So, why single out Apple if Foxconn and other suppliers manufacture products for so many other companies?

“On paper the company has instituted programs that we see among the better performers,” said Meggin Thwing Eastman, a senior environmental, social and governance analyst at MSCI who specializes in technology and telecom companies. “(But) I have some doubts about the execution. We see things at Apple that we don’t see at other companies.”

Apple’s secretive business culture makes it less responsive to outside organizations, Eastman told me. But more important was Apple’s squeezing of suppliers, giving them very thin profit margins and thus little incentive to improve workers’ pay or plant safety. As the Times reported: “You can set all the rules you want, but they’re meaningless if you don’t give suppliers enough profit to treat workers well,” said one former Apple executive. “If you squeeze margins, you’re forcing them to cut safety.'”


Here is what I like about the report, the conclusion of it:

Wouldn’t it be great if Apple set aside a little bit of its $100 billion cash hoard to improve conditions at its factories or maybe buy stakes in key suppliers?

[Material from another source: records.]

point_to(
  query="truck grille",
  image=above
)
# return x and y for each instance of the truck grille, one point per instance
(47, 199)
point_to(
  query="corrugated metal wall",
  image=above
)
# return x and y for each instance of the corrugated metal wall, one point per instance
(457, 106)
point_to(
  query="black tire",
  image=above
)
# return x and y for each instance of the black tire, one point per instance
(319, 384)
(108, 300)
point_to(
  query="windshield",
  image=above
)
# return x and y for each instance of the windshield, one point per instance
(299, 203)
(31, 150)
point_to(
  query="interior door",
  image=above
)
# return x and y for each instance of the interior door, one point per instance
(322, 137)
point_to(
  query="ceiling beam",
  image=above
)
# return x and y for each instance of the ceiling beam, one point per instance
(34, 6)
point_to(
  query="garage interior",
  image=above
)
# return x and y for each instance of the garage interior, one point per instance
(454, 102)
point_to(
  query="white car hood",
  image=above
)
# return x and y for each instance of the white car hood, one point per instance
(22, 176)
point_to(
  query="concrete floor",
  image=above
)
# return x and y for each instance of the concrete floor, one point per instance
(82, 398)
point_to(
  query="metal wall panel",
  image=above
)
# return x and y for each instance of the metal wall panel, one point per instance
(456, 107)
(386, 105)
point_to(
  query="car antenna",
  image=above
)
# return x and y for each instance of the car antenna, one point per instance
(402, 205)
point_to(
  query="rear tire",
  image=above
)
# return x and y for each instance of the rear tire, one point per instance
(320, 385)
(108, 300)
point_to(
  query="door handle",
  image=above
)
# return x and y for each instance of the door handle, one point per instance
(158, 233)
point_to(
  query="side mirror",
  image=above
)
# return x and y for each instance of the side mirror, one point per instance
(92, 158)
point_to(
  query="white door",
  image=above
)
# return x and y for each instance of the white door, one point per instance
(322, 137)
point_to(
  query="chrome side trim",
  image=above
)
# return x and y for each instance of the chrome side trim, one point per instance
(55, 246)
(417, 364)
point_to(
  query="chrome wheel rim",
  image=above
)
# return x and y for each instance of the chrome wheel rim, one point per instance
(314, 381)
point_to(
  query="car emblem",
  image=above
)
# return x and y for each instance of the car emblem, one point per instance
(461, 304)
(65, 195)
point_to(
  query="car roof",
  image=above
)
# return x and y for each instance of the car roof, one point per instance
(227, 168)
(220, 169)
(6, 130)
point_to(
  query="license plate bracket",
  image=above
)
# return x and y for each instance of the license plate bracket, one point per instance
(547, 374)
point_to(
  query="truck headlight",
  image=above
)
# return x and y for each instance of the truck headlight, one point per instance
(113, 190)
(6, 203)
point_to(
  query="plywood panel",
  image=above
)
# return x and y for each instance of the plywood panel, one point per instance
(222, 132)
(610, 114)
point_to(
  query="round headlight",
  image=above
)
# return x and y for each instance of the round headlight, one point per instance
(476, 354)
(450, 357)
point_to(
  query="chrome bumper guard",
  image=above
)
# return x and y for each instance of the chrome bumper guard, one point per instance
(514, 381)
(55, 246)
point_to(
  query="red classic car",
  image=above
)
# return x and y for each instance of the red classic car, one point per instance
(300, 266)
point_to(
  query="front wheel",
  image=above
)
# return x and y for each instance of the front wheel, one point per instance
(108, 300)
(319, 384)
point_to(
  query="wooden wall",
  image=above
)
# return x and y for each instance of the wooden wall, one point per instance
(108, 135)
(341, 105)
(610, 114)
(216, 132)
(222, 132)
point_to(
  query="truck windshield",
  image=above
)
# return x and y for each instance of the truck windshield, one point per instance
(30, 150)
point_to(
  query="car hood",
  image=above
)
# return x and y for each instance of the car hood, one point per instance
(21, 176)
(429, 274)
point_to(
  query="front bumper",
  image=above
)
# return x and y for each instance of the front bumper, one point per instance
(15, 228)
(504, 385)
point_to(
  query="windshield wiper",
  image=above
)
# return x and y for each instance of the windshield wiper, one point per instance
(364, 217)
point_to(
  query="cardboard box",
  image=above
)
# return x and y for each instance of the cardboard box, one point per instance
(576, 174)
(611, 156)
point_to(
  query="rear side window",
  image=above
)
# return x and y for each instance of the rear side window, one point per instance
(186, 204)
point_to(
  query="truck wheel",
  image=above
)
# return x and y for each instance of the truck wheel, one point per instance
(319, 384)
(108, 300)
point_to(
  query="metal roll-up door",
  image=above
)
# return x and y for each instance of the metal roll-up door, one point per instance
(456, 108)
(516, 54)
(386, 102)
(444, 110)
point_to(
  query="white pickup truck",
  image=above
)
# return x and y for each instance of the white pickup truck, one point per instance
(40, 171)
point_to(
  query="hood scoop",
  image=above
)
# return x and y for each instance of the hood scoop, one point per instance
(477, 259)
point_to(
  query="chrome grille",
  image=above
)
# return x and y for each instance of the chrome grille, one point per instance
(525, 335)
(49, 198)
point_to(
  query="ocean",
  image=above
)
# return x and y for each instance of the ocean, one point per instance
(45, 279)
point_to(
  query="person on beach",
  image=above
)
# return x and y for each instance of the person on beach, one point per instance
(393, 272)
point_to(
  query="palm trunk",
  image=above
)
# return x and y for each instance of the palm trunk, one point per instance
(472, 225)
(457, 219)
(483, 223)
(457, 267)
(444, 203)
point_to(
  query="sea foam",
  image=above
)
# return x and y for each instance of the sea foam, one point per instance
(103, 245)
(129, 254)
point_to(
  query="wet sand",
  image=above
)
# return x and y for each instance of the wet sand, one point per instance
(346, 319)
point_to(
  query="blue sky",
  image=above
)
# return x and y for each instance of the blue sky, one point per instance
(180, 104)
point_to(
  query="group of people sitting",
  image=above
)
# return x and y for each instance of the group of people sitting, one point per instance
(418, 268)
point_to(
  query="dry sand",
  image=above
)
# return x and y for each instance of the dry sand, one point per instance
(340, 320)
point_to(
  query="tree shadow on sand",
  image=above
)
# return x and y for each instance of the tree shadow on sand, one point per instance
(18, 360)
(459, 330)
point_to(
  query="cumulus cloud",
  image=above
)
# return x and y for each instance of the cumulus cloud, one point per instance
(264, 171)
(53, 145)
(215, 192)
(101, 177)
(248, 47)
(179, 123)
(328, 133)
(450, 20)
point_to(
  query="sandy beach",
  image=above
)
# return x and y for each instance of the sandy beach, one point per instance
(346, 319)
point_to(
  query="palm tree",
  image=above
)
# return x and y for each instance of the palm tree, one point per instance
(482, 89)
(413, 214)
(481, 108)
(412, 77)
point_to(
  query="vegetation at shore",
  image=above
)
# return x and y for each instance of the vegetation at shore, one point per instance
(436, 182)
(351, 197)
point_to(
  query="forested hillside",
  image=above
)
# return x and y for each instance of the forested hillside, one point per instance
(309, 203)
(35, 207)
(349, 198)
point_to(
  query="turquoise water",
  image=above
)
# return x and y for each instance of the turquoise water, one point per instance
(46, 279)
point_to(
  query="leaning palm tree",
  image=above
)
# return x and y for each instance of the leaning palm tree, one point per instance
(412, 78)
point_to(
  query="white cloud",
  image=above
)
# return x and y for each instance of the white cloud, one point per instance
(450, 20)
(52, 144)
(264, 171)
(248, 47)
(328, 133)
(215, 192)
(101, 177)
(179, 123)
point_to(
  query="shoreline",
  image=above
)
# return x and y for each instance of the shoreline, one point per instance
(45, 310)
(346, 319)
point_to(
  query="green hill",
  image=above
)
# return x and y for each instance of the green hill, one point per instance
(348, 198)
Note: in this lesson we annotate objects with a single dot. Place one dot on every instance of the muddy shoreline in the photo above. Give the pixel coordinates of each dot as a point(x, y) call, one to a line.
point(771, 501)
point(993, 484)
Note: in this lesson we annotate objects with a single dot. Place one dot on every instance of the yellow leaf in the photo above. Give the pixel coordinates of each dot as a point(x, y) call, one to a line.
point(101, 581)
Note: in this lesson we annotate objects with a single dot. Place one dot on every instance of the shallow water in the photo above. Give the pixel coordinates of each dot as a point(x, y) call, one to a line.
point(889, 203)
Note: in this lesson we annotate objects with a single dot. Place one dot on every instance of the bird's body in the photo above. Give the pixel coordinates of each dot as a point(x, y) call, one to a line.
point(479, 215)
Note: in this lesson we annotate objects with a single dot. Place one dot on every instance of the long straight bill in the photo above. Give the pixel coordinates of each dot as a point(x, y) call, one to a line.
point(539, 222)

What else are they going to use all that money for? Buying Yahoo (YHOO -0.63%, news)?

My cellphone contract ends late this year, and I was looking forward to buying a new iPhone. I was hoping the iPhone 5 would be out by then. Now, I’m going to wait to see if Apple improves its practices before I make the switch.

If it doesn’t, I’ll stick with my Android for a while. Ultimately it all comes down to what you and I demand, and in this area I think we can demand that Apple do more to set things right.”